As Christians we say that we learn by following the way of Jesus. Our liturgies and creeds are precious patterns of this way in the world not just patterns for us to repeat (faithfully, differently) but patterns of God’s way with us. As such, worship is not just something we do, but a means of God coming to us and being with us a means, that is, of our becoming the body of Christ.

As the body of Christ we will offend the establishment. We will meet some kind of persecution, some kind of crucifixion. We will be led by a Spirit of compassion into the messy depths of reality all kinds of ambiguity, unknowing, bodily vulnerability and raw emotion for the sake of Christ and all those loved by God, every creature, everyone.

We will be bound as one, in the freedom that is love for one another, and our salvation will be for the sake of others. For the sake of the world which is also God’s body.

“If you would lose your life for my sake, you will find it.” I was going to say a lot of other things this morning, but I’ll stop there. May our letting-go make space for discovery. May our letting-go invite others to approach us and to accompany us. May our letting-go increase our capacity for love. And may our letting-go transfigure our desires and our lives, and our life together. In Jesus’ name.
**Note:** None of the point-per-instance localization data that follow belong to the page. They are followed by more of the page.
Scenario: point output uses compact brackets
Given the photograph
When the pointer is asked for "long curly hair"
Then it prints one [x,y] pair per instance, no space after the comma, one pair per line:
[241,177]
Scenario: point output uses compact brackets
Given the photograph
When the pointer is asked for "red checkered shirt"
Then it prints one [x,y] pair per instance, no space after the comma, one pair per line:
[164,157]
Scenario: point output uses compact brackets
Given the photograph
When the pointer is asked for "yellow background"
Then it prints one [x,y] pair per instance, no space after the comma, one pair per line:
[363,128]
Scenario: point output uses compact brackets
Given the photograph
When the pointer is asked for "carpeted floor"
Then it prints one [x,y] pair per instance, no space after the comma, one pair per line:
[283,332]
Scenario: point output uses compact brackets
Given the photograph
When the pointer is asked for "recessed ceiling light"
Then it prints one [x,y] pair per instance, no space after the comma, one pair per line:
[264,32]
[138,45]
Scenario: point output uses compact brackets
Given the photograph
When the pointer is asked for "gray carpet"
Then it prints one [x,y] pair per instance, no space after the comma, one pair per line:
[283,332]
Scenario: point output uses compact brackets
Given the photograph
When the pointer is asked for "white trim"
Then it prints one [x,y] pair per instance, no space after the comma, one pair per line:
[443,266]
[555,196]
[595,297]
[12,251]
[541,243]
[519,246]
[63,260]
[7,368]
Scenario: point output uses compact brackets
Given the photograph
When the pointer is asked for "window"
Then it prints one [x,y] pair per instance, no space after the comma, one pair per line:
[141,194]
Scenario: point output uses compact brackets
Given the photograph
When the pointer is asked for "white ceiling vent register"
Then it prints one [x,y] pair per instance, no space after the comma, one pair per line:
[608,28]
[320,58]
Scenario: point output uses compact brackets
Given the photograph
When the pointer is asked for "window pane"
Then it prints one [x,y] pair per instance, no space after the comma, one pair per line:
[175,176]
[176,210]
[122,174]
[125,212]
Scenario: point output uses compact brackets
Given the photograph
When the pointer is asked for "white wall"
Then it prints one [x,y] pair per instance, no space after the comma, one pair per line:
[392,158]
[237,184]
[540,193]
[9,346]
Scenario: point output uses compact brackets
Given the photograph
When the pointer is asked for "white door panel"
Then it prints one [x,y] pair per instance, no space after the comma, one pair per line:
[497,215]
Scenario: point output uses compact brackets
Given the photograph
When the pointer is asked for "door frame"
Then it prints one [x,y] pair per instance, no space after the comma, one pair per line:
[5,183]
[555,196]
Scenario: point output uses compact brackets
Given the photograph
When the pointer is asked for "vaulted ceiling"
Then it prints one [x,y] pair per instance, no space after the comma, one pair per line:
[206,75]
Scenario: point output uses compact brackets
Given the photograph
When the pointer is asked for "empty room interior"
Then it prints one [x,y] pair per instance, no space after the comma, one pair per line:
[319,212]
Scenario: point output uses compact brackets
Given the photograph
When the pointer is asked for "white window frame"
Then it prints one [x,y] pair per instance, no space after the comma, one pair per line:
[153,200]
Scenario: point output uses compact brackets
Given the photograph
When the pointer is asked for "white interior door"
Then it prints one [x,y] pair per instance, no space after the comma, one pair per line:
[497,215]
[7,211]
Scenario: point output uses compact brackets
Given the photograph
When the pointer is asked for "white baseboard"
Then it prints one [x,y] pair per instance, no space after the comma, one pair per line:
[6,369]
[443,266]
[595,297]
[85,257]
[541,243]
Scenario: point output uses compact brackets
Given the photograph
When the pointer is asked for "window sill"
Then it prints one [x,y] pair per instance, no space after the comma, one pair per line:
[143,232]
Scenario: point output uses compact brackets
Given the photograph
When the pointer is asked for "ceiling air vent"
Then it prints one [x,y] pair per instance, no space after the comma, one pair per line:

Let’s complete the homily together. Have you found yourself receiving life in a way that surprised or delighted or freed you? ...

Passionate God,
walking to Golgotha
in the midst of our confusion:
free us from our images of you
which keep you enthroned in idle power,
apart from the pain and sin of the world;
lead us to embrace the scandal of the cross
and let our violence die
that greater life might rise;
through Jesus Christ, who took the form of a slave.
Amen.

(Prayer by Steven Shakespeare, Prayers for an Inclusive Church, 2009.)